The decisions of the Administrative Court often provide judicial review practitioners with useful tips on good practice in judicial review (or how not to pursue or defend a judicial review claim). In this post, we consider the issue of cross-examination and when the court may order a witness to be cross-examined looking in particular at a recent case dealing with this issue (R (Save Britain’s Heritage v Liverpool City Council and another)  EWHC 48 (Admin)).
It is rare for the witnesses to be cross-examined at a substantive hearing of a judicial review. Although the Civil Procedural Rules do not specifically provide for cross-examination, the court retains in its inherent jurisdiction the right to order cross-examination. Historically this was unlikely except in the most exceptional of circumstances where a factual dispute was involved that could not be resolved on the papers or in cases under the Human Rights Act 1998, requiring a more detailed merits review of the decision. Whether to permit cross-examination is a discretionary decision for the judge hearing the case.
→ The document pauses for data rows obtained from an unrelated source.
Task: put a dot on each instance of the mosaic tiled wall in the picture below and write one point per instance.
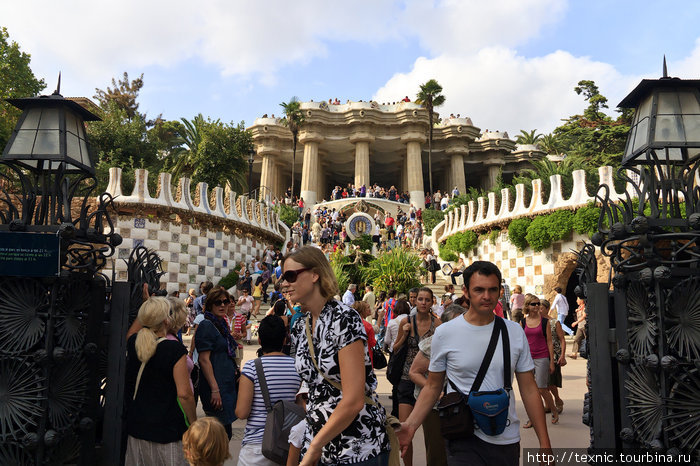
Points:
(189, 255)
(527, 268)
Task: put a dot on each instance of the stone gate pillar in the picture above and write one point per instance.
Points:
(311, 168)
(414, 167)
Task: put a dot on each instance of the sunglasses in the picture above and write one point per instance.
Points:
(290, 276)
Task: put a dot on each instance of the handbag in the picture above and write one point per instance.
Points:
(391, 423)
(281, 417)
(397, 360)
(378, 358)
(489, 409)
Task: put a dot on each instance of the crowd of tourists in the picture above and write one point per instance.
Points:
(310, 396)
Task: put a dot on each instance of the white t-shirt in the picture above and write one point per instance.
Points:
(458, 349)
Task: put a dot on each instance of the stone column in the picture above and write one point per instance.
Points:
(361, 141)
(457, 170)
(311, 169)
(267, 176)
(492, 176)
(414, 167)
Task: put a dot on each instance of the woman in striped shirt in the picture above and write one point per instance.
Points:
(283, 382)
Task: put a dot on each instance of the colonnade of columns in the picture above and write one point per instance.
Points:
(274, 181)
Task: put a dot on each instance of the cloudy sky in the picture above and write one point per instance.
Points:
(507, 64)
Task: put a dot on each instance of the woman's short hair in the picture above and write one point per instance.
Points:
(205, 443)
(452, 311)
(154, 313)
(272, 333)
(313, 259)
(401, 307)
(528, 299)
(178, 314)
(215, 295)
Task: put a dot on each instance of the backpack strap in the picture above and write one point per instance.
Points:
(143, 365)
(263, 384)
(488, 356)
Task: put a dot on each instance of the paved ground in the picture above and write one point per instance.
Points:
(569, 433)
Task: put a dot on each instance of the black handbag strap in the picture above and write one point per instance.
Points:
(499, 326)
(263, 384)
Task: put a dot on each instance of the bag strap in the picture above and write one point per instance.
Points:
(507, 383)
(312, 352)
(143, 365)
(488, 356)
(263, 384)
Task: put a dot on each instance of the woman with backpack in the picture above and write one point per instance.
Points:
(282, 382)
(539, 337)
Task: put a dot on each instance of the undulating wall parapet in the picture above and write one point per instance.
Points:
(222, 204)
(492, 211)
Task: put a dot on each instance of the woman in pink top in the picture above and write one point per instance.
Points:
(539, 337)
(517, 301)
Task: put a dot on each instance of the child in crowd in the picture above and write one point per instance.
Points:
(205, 443)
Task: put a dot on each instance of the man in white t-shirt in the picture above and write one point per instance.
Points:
(458, 349)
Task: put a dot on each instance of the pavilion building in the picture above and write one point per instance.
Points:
(364, 143)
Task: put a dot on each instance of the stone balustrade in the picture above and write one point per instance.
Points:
(486, 213)
(220, 204)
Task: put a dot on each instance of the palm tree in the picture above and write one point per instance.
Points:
(187, 145)
(293, 119)
(429, 97)
(531, 137)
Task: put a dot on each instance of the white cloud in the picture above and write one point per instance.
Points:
(501, 90)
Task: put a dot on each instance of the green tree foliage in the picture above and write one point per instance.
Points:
(431, 218)
(546, 229)
(586, 219)
(293, 119)
(17, 80)
(430, 97)
(288, 214)
(517, 232)
(123, 95)
(531, 137)
(397, 269)
(124, 142)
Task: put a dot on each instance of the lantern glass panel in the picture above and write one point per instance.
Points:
(669, 128)
(46, 143)
(689, 103)
(691, 123)
(49, 118)
(31, 119)
(23, 143)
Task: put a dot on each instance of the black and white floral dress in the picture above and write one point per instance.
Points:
(337, 327)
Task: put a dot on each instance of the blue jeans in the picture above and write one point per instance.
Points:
(564, 326)
(381, 459)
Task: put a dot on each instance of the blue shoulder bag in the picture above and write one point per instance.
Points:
(490, 408)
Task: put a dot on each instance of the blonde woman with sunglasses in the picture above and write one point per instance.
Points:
(331, 356)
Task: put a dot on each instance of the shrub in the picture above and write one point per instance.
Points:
(229, 280)
(545, 229)
(447, 254)
(586, 219)
(493, 235)
(517, 231)
(462, 242)
(364, 241)
(431, 218)
(288, 214)
(397, 269)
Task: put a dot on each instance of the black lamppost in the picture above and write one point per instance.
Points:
(251, 159)
(644, 391)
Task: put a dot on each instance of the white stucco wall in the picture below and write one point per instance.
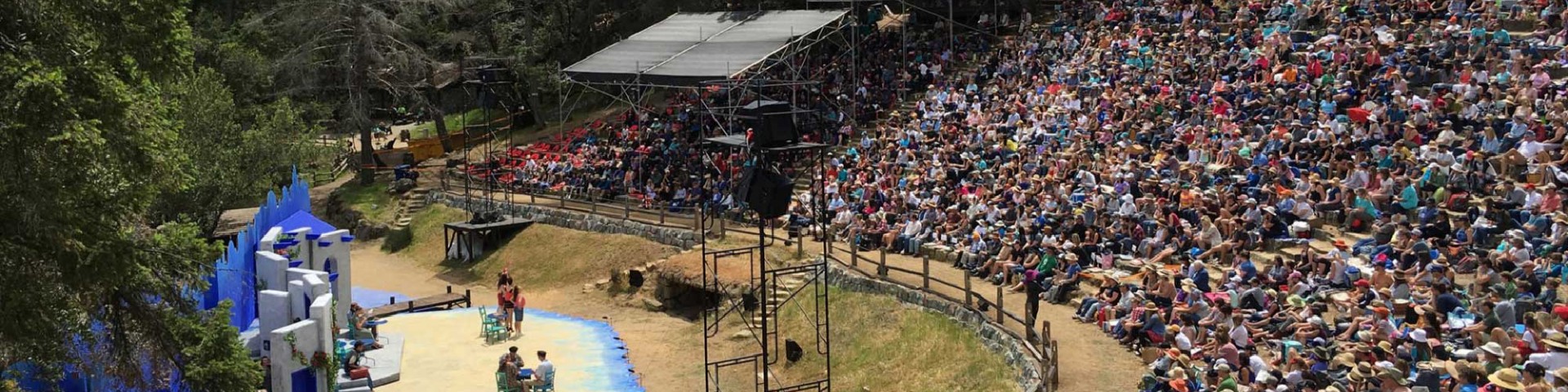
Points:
(308, 341)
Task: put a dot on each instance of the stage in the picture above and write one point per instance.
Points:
(444, 352)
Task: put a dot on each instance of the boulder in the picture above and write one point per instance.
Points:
(653, 305)
(371, 229)
(399, 187)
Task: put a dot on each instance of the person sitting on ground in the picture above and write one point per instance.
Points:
(510, 358)
(364, 322)
(543, 373)
(354, 358)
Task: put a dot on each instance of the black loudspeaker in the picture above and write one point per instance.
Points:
(765, 192)
(772, 122)
(792, 350)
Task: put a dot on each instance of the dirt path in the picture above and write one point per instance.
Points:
(1089, 359)
(666, 352)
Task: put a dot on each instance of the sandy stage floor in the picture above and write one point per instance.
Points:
(446, 352)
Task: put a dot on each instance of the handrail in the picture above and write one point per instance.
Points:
(1034, 337)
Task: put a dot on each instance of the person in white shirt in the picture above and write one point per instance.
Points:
(543, 373)
(1556, 356)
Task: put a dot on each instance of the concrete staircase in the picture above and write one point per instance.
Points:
(773, 301)
(412, 203)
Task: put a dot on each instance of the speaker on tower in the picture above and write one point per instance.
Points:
(772, 122)
(765, 192)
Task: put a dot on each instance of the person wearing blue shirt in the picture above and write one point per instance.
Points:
(1249, 270)
(1409, 199)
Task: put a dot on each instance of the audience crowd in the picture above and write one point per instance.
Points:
(1254, 195)
(1313, 195)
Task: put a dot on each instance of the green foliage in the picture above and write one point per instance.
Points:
(216, 363)
(458, 121)
(397, 238)
(231, 154)
(90, 141)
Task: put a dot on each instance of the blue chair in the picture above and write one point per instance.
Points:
(549, 381)
(491, 327)
(501, 383)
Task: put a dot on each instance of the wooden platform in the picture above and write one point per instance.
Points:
(444, 301)
(472, 238)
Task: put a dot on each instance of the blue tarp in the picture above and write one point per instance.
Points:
(301, 220)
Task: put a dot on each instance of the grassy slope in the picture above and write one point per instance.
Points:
(882, 344)
(371, 199)
(540, 256)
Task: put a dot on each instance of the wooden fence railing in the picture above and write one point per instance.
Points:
(991, 305)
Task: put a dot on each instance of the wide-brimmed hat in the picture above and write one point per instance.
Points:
(1561, 375)
(1344, 359)
(1455, 368)
(1491, 349)
(1508, 378)
(1556, 339)
(1363, 372)
(1394, 375)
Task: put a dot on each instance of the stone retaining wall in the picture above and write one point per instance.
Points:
(683, 238)
(995, 337)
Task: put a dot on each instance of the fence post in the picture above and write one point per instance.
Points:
(882, 262)
(826, 237)
(925, 272)
(968, 294)
(800, 245)
(855, 253)
(1000, 306)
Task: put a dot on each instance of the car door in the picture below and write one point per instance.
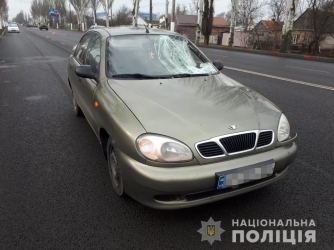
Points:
(88, 86)
(76, 60)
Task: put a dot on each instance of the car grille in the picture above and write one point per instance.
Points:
(238, 143)
(265, 138)
(210, 149)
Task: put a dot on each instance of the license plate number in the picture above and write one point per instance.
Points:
(245, 174)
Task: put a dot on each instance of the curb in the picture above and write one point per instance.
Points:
(271, 53)
(1, 35)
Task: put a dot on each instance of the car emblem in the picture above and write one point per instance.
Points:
(233, 127)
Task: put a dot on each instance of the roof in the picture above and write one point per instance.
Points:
(191, 20)
(272, 25)
(129, 30)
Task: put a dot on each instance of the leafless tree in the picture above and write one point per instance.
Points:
(123, 16)
(80, 7)
(207, 20)
(277, 9)
(94, 4)
(225, 15)
(181, 9)
(193, 7)
(321, 20)
(249, 12)
(107, 5)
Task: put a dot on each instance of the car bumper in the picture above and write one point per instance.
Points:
(175, 188)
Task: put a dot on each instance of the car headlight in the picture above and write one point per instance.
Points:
(283, 131)
(163, 149)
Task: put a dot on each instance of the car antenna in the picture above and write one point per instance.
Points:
(146, 27)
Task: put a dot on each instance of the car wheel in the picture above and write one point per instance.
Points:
(114, 170)
(77, 109)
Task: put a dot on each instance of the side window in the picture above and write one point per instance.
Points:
(93, 55)
(81, 49)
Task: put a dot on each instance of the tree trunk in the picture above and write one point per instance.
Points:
(316, 45)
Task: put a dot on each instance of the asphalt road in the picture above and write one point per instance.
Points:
(55, 191)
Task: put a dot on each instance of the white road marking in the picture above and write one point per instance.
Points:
(59, 33)
(281, 78)
(215, 55)
(308, 69)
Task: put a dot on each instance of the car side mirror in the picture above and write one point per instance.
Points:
(219, 65)
(85, 71)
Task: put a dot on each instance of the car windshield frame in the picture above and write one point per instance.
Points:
(192, 50)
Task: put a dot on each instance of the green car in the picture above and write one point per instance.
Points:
(176, 132)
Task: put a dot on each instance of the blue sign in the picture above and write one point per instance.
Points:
(54, 13)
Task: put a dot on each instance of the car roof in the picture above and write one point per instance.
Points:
(129, 30)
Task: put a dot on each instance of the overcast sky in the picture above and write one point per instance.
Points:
(15, 6)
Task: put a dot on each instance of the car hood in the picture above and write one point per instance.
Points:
(194, 109)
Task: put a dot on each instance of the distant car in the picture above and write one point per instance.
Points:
(13, 28)
(176, 132)
(43, 26)
(96, 27)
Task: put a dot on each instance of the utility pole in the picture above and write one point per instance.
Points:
(166, 15)
(199, 21)
(233, 21)
(135, 18)
(172, 25)
(151, 12)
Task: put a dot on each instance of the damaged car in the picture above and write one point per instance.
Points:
(175, 131)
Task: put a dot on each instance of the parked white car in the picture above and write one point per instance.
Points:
(13, 28)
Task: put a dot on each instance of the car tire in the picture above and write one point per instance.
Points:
(114, 170)
(77, 109)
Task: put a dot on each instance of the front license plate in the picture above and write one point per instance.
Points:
(245, 174)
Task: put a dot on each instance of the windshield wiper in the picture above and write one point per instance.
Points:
(188, 75)
(139, 76)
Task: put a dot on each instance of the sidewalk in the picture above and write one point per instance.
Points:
(270, 53)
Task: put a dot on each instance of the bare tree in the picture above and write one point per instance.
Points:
(207, 20)
(107, 5)
(321, 21)
(181, 9)
(80, 7)
(277, 8)
(225, 15)
(193, 7)
(249, 12)
(123, 16)
(94, 4)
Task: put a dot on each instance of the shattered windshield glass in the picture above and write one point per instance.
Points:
(155, 55)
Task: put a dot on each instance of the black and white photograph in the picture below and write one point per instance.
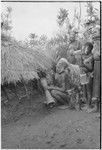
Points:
(51, 74)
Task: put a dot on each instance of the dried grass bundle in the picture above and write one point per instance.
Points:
(19, 62)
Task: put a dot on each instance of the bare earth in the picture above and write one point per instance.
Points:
(34, 126)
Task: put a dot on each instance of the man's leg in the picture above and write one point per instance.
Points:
(60, 97)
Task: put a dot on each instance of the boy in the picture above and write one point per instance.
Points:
(87, 66)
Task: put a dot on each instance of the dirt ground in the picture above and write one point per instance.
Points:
(33, 126)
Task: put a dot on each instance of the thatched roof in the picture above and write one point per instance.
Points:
(19, 62)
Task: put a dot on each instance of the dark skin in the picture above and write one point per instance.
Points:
(62, 88)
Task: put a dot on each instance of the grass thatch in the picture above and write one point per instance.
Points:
(19, 62)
The decision being challenged by way of judicial review was the council’s grant of planning permission to redevelop an area of Liverpool within the buffer zone of the Liverpool World Heritage Site. The grounds of challenge were that the council had failed to notify the Department of Culture, Media and Sport (DCMS) and UNESCO’s World Heritage Committee of the development. At the outset of the substantive hearing, an application was made by the claimant to cross-examine Mr Burns, the council’s urban design and heritage manager, on the impact of the proposed development on the Outstanding Universal Value (OUV) on the site. The application was said to be necessary given that Mr Burns’ witness statement did not deal with this issue and the development’s impact on the OUV would have required consultation with the DCMS.
In support of the application to cross-examine, the claimant relied on the decision in Jedwell v Denbighshire County Council and others  EWCA Civ 1232 and submitted that justice required the court to know whether Mr Burns’ assessment was an ex post facto justification of the decision. The council resisted the application on the basis that:
- Mr Burns’ witness statement made no reference to any assessment pre-application.
- Development in a buffer zone to a World Heritage Site was capable of affecting the OUV.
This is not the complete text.